Algumas vezes, o paciente pode ter dor intensa, com irradiação para região inguinal ipsilateral, febre e sintomas irritativos urinários. Não é incomum a história de febre. Em homens com história de hiperplasia benigna da próstata ou com história recente de instrumentação de trato urinário, a epididimite pode vir associada a um quadro de prostatite, deixando o quadro de sintomas mais florido.
O principal diagnóstico diferencial da epididimite é a torção testicular, cujo diagnóstico rápido e preciso é indispensável para decidir sobre a realização ou não de abordagem cirúrgica. O diagnóstico é presuntivo, baseado na anamnese e no exame físico após exclusão da possibilidade de torção testicular. Em todos os casos suspeitos, exames de urina, urocultura e pesquisa de antígenos de Chlamydia trachomatis e Neisseria gonorrhoeae devem ser solicitados. É importante ressaltar que na maioria dos pacientes o resultado dos exames de urina vem negativo6 .
O ultrassom doppler é uma ferramenta útil no auxílio diagnóstico e demonstrará aumento do fluxo vascular ao doppler no testículo afetado.
Tratamento
A maioria dos pacientes é tratada com antibiótico via oral, analgesia com anti-inflamatórios e medidas de suporte para reduzir a dor, tal como aplicação local de gelo e elevação da bolsa testicular com suspensório escrotal. Os antibióticos de escolha variam conforme a idade do paciente, pois aqueles mais jovens possuem maior propensão a ter epididimite de origem sexualmente transmissível.
Em pacientes <35 anos preconiza-se o uso de ceftriaxone para cobertura de Neisseria Gonorrhoeae e de Doxiciclina ou Azitromicina objetivando a cobertura para Chlamydia trachomatis. Fluoroquinolonas não são recomendadas para tratamento de orquiepididimite caso se suspeite de infecção por Neiserria Gonorrhoeae devido à resistência desenvolvida por essa bactéria a essa classe de antimicrobianos.

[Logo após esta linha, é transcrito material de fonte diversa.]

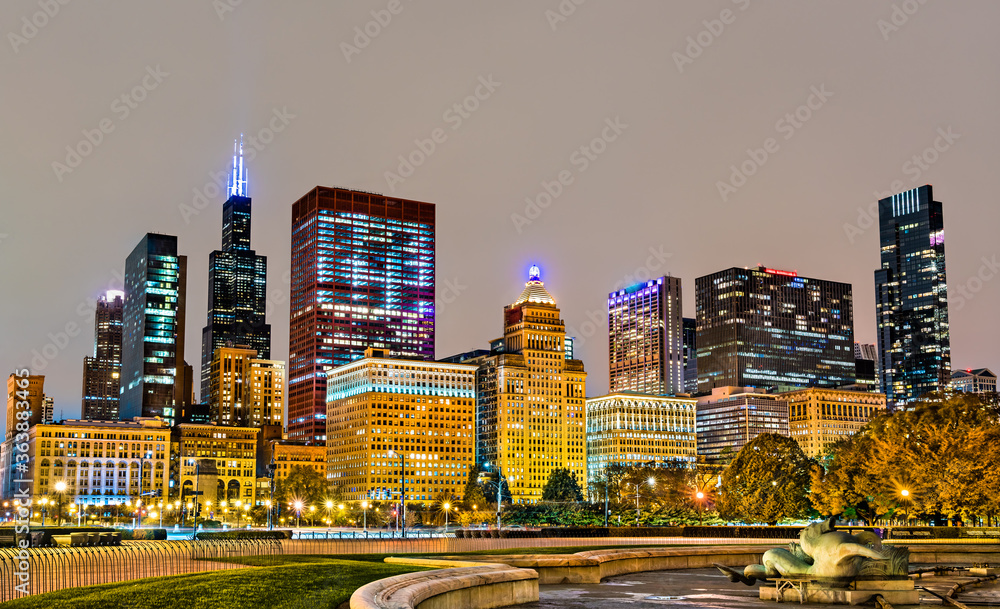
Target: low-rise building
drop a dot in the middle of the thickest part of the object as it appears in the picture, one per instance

Para aqueles pacientes >35 anos e em baixo risco para contração de doenças sexualmente transmissíveis, a cobertura antimicrobiana deve mirar enterobactérias, sendo o Levofloxacino uma boa opção, bem como sulfametoxazol-trimetoprim7 . Espera-se uma resposta aos antimicrobianos prescritos após 48-72h do início das medicações; caso não haja melhora, deve-se considerar a presença de resistência bacteriana ou até mesmo outra causa para a dor testicular5 .
Pontos importantes
• A epididimite pode ser causada por infecção bacteriana ou não. Em se tratando de infecção bacteriana, a idade do paciente pode indicar o agente causador, auxiliando na escolha antimicrobiana. Nos pacientes sexualmente ativos, deve-se considerar Nesseria gonorrhoeae e Chlamydia trachomatis como prováveis agentes causadores.
• A intensidade da dor que o paciente apresenta não tem relação com o diagnóstico da causa da dor testicular. A dor da epididimite pode ser de leve a intensa. O alívio da dor ao se elevar os testículos (manobra de Prehn) fala a favor do diagnóstico de epididimite.
• O ultrassom doppler é o exame complementar de escolha para diagnóstico de epididimite, sendo o achado típico a presença de aumento da vascularização e edema do epidídimo, que indicam inflamação local
• O tratamento é baseado em alívio sintomático com analgésicos e terapia antimicrobiana, devendo a escolha do antibiótico ser baseada na idade do paciente, se é ou não sexualmente ativo e também baseado no perfil de resistência antimicrobiana do local.